David - I'm not cringing at all, it is absolutely about what you like. The ML original box did show a black nozzle and red landing pads with a black wrap AND black antenna dish, and red pistons.

In '69 the catalog had two photos of the kit, both had a black nozzle, one shows the pads all red, one looks like red with black wrap. One show black antenna, one shows white.

In '70 the catalog page again showed two photos with the same color schemes as '69, except now both photos shows the pads with black wrap (however one of them its hard to tell, the entire pad could be black, or silver with black wrap).

In the '71 catalog the nozzle turned red and was never shown black again (except the box always showed a photo of the black nozzle with black antenna, red pistons).

In '71 and '72 the pads were silver with black wrap and the antenna was white, pistons silver.

In '73 and beyond the pads were red with silver wrap and the antenna was white, nozzle red, pistons silver.

There are a lot of color scheme options, they all look kind of cool. I simply chose the color scheme that was in the catalog when I bought the kit in '77 (but i kind of like the black nozzle).

One question i have always had is the shade of red - is it red or orange?
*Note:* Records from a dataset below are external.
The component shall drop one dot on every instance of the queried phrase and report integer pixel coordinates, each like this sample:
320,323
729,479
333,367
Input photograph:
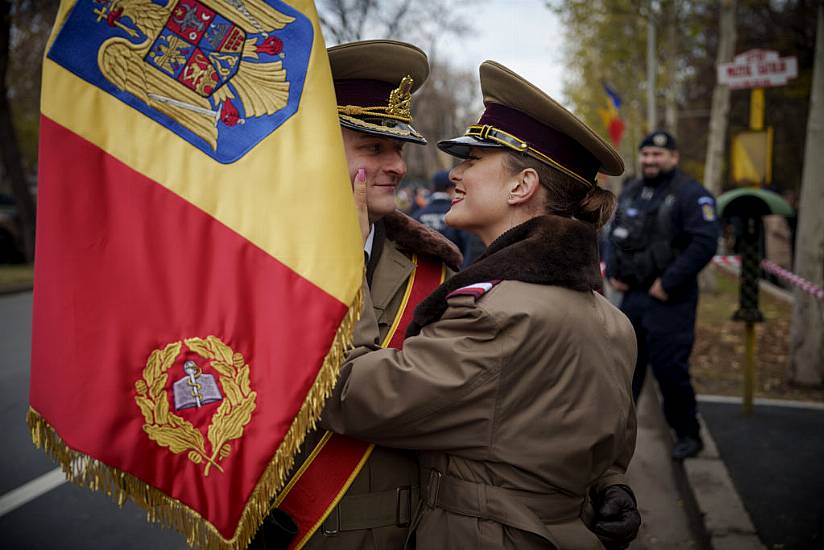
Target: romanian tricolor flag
198,257
611,115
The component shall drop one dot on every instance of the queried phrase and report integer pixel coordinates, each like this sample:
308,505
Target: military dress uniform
664,228
514,382
373,82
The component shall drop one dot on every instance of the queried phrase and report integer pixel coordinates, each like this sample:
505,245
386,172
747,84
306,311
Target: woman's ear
523,187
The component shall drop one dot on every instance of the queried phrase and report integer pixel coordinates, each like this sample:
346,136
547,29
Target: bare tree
449,100
806,335
9,149
421,22
720,102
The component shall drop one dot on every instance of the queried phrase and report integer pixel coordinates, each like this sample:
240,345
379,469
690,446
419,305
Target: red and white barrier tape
778,271
733,261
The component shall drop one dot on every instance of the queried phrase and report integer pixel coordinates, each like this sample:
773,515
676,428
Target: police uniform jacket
518,399
689,231
376,510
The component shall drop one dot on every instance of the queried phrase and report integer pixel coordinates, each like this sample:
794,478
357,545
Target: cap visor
460,146
379,127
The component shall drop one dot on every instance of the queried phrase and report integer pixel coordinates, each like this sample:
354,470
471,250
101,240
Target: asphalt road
65,517
776,460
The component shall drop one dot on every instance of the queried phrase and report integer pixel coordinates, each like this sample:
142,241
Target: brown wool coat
387,469
519,402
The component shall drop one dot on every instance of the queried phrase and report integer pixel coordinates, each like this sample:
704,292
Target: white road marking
761,401
31,490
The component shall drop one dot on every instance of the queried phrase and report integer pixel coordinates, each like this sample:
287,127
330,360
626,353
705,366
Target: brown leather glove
616,520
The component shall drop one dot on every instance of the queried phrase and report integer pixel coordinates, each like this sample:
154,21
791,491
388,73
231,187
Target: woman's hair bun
596,207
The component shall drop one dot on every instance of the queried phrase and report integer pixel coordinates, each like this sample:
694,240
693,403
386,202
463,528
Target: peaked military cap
374,81
520,117
659,138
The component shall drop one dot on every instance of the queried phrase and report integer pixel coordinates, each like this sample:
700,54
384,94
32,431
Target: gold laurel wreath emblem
179,435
I do not have an original box, all I have are the catalogs from those years and it looks pretty red.

I look forward to seeing yours painted (before I make my final color decisions ;).

Ben
 
Ben, from your research and your own builds, have you found a particular brand and color of red/orange?

David
 
Ben, from your research and your own builds, have you found a particular brand and color of red/orange?

David

David, I just did some more research, and I don't know how I missed it before. here are two links if you have not seen them already - one has every page of every catalog as a pdf. the second has tif's of all the pages to the original ML instructions. The instructions clearly state that the recommended color is International Orange for legs and nozzle, silver for pads with black wrap, silver for pistons, black for the aft nozzle bulkhead, and white everywhere else. There is no date on the instructions so who knows when they are from, but it does seem to match the 71-72 catalog photos. I wonder if the instructions changed after this to show orange pads, and did the early boxes happen to change to show this scheme as well or did they even have boxes for the early ML? What was the early packaging?

https://www.spacemodeling.org/jimz/k-43.htm

https://www.ninfinger.org/rockets/rockets.html (scroll down a bit to find the estes catalogs)

I am not pretty sure I am going to go with International Orange and match the instructions - though I am not sure how the pads will look silver. I don't really like it looking like it is wearing socks.